Ammonia is produced via #N_2 (g) + 3H_2 rightleftharpoons 2NH_3 (g)#. During the production process, the production engineer determines the reaction quotient to be Q = #3.56xx10^-4#. lf K= #6.02xx10^-2#, what can be said about the reaction?
1 Answer
The reaction proceeds in the forward direction.
Explanation:
The idea here is that you need to compare the value of the reaction quotient,
You know that at a certain temperature, the equilibrium
#"N"_ (2(g)) + 3"H"_ (2(g)) rightleftharpoons 2"NH"_ (3(g))#
has an equilibrium constant equal to
#K_c = 6.02 * 10^(-2)#
The equilibrium constant is calculated using equilibrium concentrations. In this case, you can say that
#K_c = (["NH"_3]^2)/(["N"_2] * ["H"_2]^3)#
Now, the reaction quotient is calculated using the the concentrations of the chemical species that take part in the reaction measured at a specific point in the progress of the reaction.
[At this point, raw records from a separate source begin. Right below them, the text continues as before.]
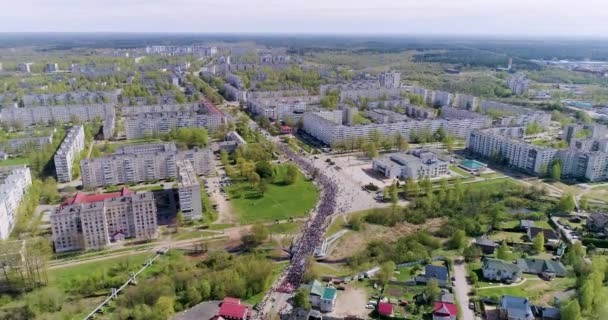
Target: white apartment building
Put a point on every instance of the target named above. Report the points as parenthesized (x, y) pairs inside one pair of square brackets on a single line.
[(327, 127), (415, 164), (54, 115), (143, 162), (189, 191), (390, 79), (69, 151), (14, 183), (95, 221)]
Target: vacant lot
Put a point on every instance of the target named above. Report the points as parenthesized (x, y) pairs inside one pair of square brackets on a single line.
[(279, 202)]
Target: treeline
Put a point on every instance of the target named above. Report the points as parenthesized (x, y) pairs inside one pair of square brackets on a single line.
[(180, 284)]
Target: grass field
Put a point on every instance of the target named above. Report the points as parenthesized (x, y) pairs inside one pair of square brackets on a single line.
[(14, 162), (285, 228), (278, 202), (61, 277)]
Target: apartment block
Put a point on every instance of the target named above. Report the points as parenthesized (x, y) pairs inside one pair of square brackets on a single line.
[(390, 79), (55, 115), (151, 123), (18, 145), (88, 222), (14, 183), (143, 162), (415, 164), (328, 128), (68, 151), (189, 191)]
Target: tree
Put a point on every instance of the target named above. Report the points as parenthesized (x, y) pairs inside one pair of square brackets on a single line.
[(538, 243), (472, 253), (264, 169), (556, 171), (386, 272), (301, 299), (164, 307), (291, 174), (566, 203), (179, 220), (432, 290), (458, 240), (503, 251)]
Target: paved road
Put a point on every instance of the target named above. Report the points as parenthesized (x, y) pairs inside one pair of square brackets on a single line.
[(462, 290)]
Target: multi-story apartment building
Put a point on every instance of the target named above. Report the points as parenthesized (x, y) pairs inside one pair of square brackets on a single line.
[(584, 131), (466, 102), (150, 123), (18, 145), (283, 108), (441, 98), (95, 221), (518, 83), (189, 191), (54, 115), (390, 79), (14, 183), (143, 162), (68, 151), (415, 164), (328, 128), (517, 153)]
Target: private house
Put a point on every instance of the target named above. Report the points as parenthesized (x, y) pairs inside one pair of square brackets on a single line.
[(232, 309), (445, 311), (598, 223), (500, 270), (486, 245), (322, 298), (515, 308), (438, 273), (526, 224), (552, 238), (385, 309), (546, 269)]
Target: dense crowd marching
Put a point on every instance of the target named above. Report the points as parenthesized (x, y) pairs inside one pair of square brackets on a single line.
[(314, 230)]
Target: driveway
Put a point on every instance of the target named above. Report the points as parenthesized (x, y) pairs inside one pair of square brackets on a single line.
[(462, 290)]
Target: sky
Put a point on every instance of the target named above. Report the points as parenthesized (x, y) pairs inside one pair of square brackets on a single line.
[(436, 17)]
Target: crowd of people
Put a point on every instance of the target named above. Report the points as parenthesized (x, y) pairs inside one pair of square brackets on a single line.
[(312, 233)]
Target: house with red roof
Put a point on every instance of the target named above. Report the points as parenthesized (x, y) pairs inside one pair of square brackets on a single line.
[(445, 311), (385, 309), (232, 309)]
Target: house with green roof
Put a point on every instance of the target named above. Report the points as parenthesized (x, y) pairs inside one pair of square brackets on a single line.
[(322, 297), (500, 270), (547, 269)]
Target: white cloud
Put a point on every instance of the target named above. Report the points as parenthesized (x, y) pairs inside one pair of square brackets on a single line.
[(501, 17)]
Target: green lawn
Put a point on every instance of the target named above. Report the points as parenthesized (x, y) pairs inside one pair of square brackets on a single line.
[(278, 202), (191, 234), (61, 277), (285, 228), (14, 162)]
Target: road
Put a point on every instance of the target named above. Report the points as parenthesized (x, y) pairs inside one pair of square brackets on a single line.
[(462, 290)]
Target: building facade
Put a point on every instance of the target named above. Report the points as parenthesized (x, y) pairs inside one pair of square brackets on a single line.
[(95, 221), (14, 183), (69, 151), (143, 162)]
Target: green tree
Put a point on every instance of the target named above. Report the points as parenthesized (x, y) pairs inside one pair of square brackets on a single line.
[(571, 310), (164, 307), (556, 171), (566, 203), (301, 299), (458, 240), (472, 253), (538, 243), (502, 252)]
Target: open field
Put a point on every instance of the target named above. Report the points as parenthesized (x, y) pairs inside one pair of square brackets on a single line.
[(279, 202)]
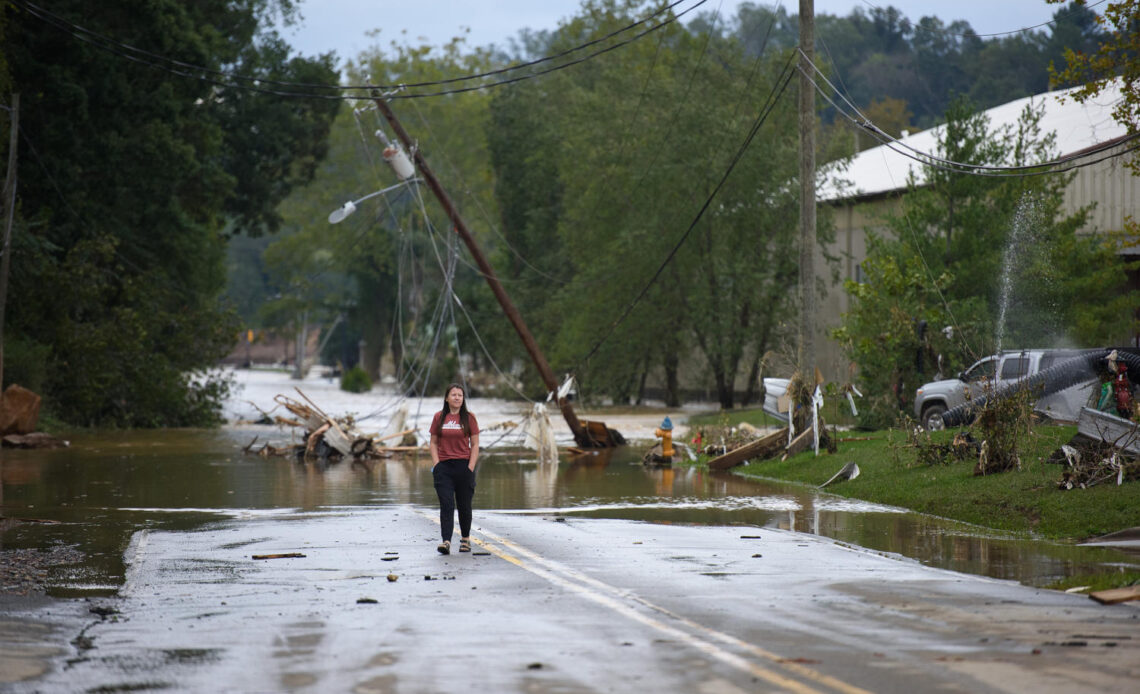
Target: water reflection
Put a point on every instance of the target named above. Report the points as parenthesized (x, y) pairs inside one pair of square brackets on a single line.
[(108, 486)]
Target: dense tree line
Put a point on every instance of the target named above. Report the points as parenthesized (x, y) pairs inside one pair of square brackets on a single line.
[(876, 55), (136, 181), (132, 176), (581, 184), (984, 262)]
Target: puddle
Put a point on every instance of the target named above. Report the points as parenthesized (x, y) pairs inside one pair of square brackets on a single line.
[(107, 487)]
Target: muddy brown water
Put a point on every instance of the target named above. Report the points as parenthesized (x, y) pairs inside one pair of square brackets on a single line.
[(87, 500)]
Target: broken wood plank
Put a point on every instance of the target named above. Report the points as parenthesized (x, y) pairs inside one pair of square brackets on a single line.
[(798, 445), (1113, 430), (765, 447), (407, 431), (1116, 595)]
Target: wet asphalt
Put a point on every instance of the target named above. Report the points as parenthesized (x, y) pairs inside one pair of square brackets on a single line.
[(552, 604)]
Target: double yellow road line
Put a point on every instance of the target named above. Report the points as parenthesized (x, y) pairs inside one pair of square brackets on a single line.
[(718, 645)]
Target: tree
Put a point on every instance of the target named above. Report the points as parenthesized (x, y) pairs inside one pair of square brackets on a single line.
[(130, 186), (1117, 57), (991, 259)]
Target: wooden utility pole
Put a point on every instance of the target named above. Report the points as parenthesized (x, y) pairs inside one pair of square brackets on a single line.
[(9, 204), (806, 193), (581, 434)]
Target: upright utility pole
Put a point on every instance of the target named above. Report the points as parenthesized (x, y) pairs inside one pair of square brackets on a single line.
[(806, 192), (9, 204), (580, 433)]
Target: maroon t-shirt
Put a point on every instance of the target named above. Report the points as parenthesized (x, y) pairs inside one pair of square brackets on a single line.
[(452, 442)]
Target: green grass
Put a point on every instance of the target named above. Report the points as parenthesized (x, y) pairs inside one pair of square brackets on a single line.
[(1091, 582), (836, 413), (1025, 500)]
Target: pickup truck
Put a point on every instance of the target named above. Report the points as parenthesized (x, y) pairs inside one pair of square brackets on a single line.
[(995, 372)]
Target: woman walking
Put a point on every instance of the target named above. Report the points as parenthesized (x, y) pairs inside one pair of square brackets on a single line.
[(454, 454)]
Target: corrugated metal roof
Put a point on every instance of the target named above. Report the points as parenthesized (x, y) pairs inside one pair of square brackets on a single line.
[(881, 169)]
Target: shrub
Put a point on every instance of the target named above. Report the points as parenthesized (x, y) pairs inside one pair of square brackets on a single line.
[(356, 381)]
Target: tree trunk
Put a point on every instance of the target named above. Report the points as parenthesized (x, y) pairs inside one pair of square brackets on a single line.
[(641, 383), (672, 391), (724, 384), (754, 375)]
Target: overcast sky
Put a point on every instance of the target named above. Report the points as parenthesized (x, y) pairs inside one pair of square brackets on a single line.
[(342, 25)]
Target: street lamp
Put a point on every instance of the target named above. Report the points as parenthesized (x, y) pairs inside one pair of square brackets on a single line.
[(349, 207)]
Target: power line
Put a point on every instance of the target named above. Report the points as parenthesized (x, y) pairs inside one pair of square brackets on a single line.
[(181, 68), (778, 90), (1056, 165), (50, 17)]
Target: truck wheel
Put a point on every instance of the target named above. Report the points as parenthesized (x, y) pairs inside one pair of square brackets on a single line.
[(931, 417)]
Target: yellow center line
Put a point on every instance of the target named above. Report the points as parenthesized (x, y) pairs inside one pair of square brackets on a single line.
[(610, 596)]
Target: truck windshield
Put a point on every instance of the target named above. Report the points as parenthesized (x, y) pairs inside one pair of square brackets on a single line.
[(982, 370), (1015, 367)]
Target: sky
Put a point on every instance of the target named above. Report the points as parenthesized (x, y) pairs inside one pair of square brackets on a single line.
[(343, 25)]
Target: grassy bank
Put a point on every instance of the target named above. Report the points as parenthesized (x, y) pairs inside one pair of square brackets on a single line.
[(1025, 500)]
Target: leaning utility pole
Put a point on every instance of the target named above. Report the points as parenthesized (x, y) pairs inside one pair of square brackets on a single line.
[(581, 434), (9, 204), (806, 193)]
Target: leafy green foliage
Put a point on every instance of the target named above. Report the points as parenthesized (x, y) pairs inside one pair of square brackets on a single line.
[(1115, 56), (945, 256), (619, 161), (925, 62), (356, 381), (130, 176), (1025, 500)]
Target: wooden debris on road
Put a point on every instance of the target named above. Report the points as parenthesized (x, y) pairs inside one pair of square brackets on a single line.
[(762, 448), (1116, 595), (328, 439), (848, 472)]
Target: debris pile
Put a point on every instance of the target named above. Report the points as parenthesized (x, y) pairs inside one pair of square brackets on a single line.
[(1106, 448), (806, 431), (328, 439)]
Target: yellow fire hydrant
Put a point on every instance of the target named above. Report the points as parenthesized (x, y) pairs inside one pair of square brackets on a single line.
[(665, 432)]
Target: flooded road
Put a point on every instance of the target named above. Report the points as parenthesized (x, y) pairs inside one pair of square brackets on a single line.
[(94, 496)]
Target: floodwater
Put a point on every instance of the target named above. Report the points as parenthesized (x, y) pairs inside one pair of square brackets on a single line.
[(95, 495)]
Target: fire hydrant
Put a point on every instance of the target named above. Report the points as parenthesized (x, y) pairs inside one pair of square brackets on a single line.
[(665, 432)]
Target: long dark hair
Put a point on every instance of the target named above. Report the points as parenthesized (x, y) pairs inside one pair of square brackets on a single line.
[(447, 409)]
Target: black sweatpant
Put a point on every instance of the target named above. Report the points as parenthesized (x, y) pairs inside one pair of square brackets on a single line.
[(455, 486)]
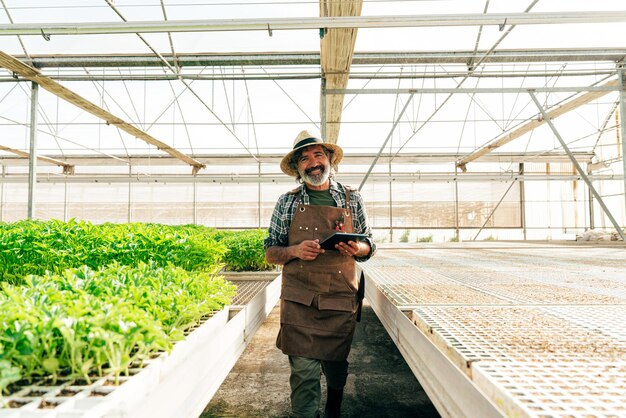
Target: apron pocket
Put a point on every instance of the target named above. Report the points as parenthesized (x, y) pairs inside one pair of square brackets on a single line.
[(337, 303), (298, 295)]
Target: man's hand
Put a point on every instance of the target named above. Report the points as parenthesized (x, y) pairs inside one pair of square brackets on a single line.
[(352, 248), (306, 250)]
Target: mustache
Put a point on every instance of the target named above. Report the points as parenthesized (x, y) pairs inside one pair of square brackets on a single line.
[(317, 167)]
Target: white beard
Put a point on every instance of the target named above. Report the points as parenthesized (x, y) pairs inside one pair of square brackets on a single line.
[(316, 179)]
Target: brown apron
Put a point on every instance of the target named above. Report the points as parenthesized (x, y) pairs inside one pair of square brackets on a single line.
[(319, 297)]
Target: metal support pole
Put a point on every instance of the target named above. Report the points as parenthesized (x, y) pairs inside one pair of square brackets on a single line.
[(456, 206), (323, 108), (494, 210), (195, 203), (622, 124), (390, 205), (2, 202), (130, 194), (259, 196), (393, 128), (32, 158), (591, 212), (522, 197), (65, 202), (581, 172)]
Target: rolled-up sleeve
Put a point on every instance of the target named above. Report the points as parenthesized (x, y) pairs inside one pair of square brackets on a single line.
[(278, 231), (360, 223)]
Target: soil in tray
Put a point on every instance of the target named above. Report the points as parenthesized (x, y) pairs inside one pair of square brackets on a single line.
[(69, 392), (45, 404), (17, 404)]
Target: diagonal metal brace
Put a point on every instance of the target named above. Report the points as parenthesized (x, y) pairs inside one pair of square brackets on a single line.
[(580, 170)]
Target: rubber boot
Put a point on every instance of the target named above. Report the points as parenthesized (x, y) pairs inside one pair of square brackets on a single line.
[(333, 403)]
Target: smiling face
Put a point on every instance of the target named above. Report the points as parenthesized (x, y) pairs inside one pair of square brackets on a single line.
[(314, 167)]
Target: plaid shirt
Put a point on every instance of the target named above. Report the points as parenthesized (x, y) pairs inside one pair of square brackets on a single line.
[(278, 232)]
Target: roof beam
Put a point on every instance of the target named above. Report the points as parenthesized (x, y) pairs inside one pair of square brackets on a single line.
[(203, 59), (301, 23), (276, 178), (351, 158), (16, 66), (535, 123), (67, 168), (336, 51)]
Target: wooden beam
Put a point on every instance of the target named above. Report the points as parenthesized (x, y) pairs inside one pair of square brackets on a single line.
[(336, 52), (532, 124), (19, 68), (67, 168)]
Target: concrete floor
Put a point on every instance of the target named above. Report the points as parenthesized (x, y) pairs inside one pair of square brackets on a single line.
[(380, 383)]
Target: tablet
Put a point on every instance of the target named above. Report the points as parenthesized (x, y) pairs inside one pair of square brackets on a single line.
[(329, 243)]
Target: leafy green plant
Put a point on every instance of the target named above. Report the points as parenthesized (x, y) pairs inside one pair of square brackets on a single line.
[(245, 250), (35, 247), (427, 238), (85, 322)]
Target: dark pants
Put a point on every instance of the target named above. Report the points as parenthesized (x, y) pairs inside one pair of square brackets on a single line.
[(305, 383)]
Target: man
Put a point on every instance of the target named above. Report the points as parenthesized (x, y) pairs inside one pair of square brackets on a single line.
[(321, 294)]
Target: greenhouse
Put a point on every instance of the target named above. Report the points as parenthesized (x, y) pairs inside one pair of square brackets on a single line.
[(143, 146)]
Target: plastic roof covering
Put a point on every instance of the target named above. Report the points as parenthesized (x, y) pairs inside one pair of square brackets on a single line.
[(252, 110)]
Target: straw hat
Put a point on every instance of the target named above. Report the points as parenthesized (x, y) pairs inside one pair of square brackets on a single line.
[(306, 139)]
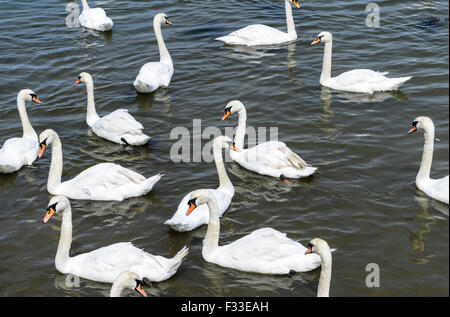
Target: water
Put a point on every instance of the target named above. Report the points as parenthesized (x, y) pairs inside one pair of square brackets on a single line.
[(363, 201)]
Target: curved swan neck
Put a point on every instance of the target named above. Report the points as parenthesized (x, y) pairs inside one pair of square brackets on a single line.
[(54, 177), (28, 131), (326, 65), (85, 5), (211, 241), (164, 56), (240, 130), (92, 115), (65, 240), (427, 156), (224, 180), (323, 289), (290, 21)]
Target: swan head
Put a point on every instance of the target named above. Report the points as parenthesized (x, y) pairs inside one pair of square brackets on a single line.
[(232, 107), (56, 204), (318, 246), (46, 138), (132, 281), (422, 123), (226, 143), (323, 37), (295, 2), (84, 77), (198, 197), (162, 18), (28, 95)]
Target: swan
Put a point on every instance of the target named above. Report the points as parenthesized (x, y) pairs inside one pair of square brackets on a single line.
[(155, 74), (259, 34), (129, 280), (321, 247), (104, 181), (271, 158), (357, 80), (265, 251), (17, 152), (435, 188), (118, 126), (94, 18), (107, 263), (223, 194)]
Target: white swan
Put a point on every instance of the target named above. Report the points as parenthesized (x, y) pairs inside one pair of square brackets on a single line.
[(17, 152), (271, 158), (358, 80), (94, 18), (265, 251), (131, 281), (155, 74), (260, 34), (118, 126), (435, 188), (321, 247), (107, 263), (104, 181), (223, 194)]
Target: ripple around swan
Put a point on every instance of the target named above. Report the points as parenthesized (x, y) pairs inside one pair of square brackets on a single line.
[(363, 200)]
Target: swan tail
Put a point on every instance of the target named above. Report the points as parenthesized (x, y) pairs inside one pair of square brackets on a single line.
[(296, 160)]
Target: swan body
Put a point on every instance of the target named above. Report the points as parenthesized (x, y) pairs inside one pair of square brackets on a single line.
[(128, 280), (156, 74), (271, 158), (118, 127), (107, 263), (222, 195), (321, 247), (94, 18), (434, 188), (17, 152), (104, 181), (265, 251), (358, 80), (260, 34)]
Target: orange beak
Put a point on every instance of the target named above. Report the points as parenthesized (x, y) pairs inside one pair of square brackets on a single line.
[(191, 208), (41, 150), (413, 129), (234, 148), (227, 113), (35, 99), (317, 40), (48, 215), (140, 290)]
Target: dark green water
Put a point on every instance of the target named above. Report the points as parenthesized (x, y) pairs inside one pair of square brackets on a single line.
[(363, 201)]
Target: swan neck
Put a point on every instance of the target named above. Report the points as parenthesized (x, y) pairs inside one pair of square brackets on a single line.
[(54, 177), (211, 241), (427, 156), (224, 180), (240, 130), (28, 131), (65, 240), (290, 21), (85, 5), (323, 289), (164, 56), (92, 115), (326, 65)]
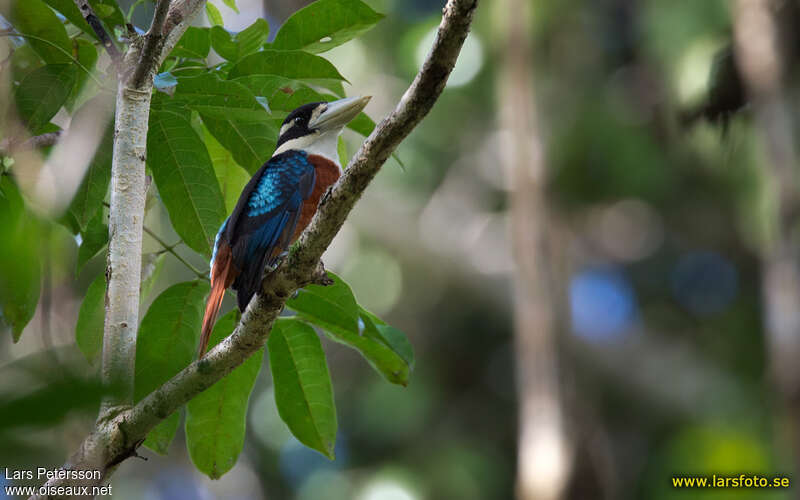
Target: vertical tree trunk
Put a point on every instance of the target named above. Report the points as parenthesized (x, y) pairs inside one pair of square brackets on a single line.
[(760, 60), (543, 453)]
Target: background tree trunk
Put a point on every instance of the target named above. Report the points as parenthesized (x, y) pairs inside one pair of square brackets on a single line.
[(543, 454)]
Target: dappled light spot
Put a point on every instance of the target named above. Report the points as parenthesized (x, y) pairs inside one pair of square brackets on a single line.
[(704, 282)]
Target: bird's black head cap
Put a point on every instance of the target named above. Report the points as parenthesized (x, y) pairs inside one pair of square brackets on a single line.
[(296, 123)]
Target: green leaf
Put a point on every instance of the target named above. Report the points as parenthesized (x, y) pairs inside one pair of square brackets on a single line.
[(219, 99), (42, 93), (214, 17), (71, 12), (334, 308), (93, 239), (89, 330), (231, 4), (231, 177), (234, 46), (185, 178), (33, 17), (294, 64), (165, 82), (216, 419), (166, 343), (92, 191), (325, 24), (109, 12), (303, 390), (152, 264), (282, 94), (19, 259), (195, 43), (341, 150)]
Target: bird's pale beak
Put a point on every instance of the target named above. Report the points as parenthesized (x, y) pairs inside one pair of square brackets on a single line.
[(339, 113)]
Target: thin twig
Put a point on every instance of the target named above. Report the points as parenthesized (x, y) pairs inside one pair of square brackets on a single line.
[(153, 44), (91, 18), (170, 249)]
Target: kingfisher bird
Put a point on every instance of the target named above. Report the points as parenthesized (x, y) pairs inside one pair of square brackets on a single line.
[(278, 202)]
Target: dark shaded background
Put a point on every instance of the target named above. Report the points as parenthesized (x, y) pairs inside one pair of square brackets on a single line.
[(657, 217)]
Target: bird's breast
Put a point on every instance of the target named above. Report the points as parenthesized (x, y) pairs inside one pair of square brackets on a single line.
[(327, 173)]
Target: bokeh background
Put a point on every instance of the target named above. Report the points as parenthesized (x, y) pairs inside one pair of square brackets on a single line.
[(654, 215)]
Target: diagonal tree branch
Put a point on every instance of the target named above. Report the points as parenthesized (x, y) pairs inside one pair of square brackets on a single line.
[(116, 438), (154, 39)]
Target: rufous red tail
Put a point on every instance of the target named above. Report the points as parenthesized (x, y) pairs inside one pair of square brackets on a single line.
[(222, 275)]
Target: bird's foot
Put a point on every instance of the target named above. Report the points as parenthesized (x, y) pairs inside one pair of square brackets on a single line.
[(320, 276)]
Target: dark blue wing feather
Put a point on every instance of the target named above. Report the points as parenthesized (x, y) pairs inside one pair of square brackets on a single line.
[(265, 218)]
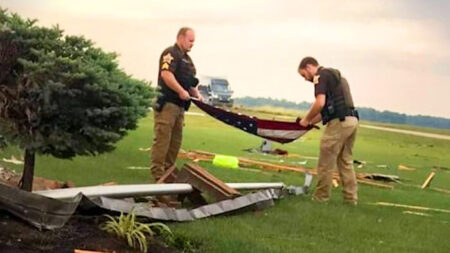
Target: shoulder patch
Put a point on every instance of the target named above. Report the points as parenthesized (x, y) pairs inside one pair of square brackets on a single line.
[(165, 66), (167, 58), (316, 79)]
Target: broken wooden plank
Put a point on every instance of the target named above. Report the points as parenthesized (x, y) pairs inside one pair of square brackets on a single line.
[(405, 168), (428, 180), (440, 190), (203, 155), (202, 180), (366, 182), (169, 176)]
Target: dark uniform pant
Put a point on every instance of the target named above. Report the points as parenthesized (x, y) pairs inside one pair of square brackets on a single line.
[(167, 132), (336, 151)]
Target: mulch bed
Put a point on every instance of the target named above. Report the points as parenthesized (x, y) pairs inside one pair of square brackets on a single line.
[(80, 232)]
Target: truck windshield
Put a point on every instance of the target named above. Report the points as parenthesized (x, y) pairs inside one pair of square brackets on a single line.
[(219, 85)]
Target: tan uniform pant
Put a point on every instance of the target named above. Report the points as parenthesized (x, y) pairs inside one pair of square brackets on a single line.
[(168, 130), (336, 151)]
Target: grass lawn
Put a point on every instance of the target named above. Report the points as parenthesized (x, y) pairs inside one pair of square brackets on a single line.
[(295, 223)]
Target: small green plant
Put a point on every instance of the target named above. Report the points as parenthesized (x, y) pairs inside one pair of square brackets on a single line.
[(126, 227)]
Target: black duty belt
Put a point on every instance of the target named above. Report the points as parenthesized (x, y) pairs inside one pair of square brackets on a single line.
[(353, 113)]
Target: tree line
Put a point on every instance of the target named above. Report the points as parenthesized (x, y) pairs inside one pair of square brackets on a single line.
[(365, 113)]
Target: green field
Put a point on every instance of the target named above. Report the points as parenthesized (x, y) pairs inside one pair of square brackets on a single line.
[(295, 223)]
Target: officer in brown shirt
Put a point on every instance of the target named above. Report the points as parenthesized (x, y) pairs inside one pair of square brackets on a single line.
[(176, 84), (334, 107)]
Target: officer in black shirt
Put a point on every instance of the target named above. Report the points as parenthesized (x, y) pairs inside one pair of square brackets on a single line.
[(176, 84), (334, 106)]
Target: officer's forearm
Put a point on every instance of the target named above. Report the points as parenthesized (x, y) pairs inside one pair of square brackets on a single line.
[(194, 92), (169, 79)]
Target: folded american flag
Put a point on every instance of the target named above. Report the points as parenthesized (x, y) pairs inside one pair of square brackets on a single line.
[(279, 131)]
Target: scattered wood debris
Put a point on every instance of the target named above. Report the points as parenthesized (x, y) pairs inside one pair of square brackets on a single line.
[(441, 168), (371, 183), (417, 213), (363, 178), (405, 168)]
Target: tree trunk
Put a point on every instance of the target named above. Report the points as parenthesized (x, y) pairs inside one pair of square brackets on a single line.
[(26, 183)]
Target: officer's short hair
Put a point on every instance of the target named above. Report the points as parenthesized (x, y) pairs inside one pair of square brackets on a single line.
[(308, 60), (183, 31)]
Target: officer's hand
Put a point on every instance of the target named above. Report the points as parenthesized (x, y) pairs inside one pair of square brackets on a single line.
[(184, 95), (304, 122)]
This implies that you can use the reaction quotient to predict if the reaction is at equilibrium. You can thus distinguish three possible cases
#Q_c < K_c# In this case, the equilibrium will shift in such a way as to increase the concentration of the product and decrease the concentrations of the reactants.
This implies that the forward reaction will be favored.
#Q_c = K_c# In this case, the reaction is at equilibrium, i.e. the forward and the reverse reaction proceed at the same rate.
#Q_c > K_c# When this happens, the equilibrium will shift in such a way as to decrease the concentration of the product and increase the concentrations of the reactants.
As a result, the reverse reaction will be favored.
In your case,
#3.56 * 10^(-4) < 6.02 * 10^(-2)#
You can thus say that forward reaction will be favored
#"N"_ (2(g)) + 3"H"_ (2(g)) -> 3"NH"_ (3(g))#
As a result, the reaction will consume nitrogen gas and hydrogen gas, your reactants, and produce ammonia, your product.
The reaction will proceed in the forward direction until equilibrium is established. At that point, the forward and the reverse reactions will proceed at the same rate, meaning that neither the forward, nor the reverse reaction is favored.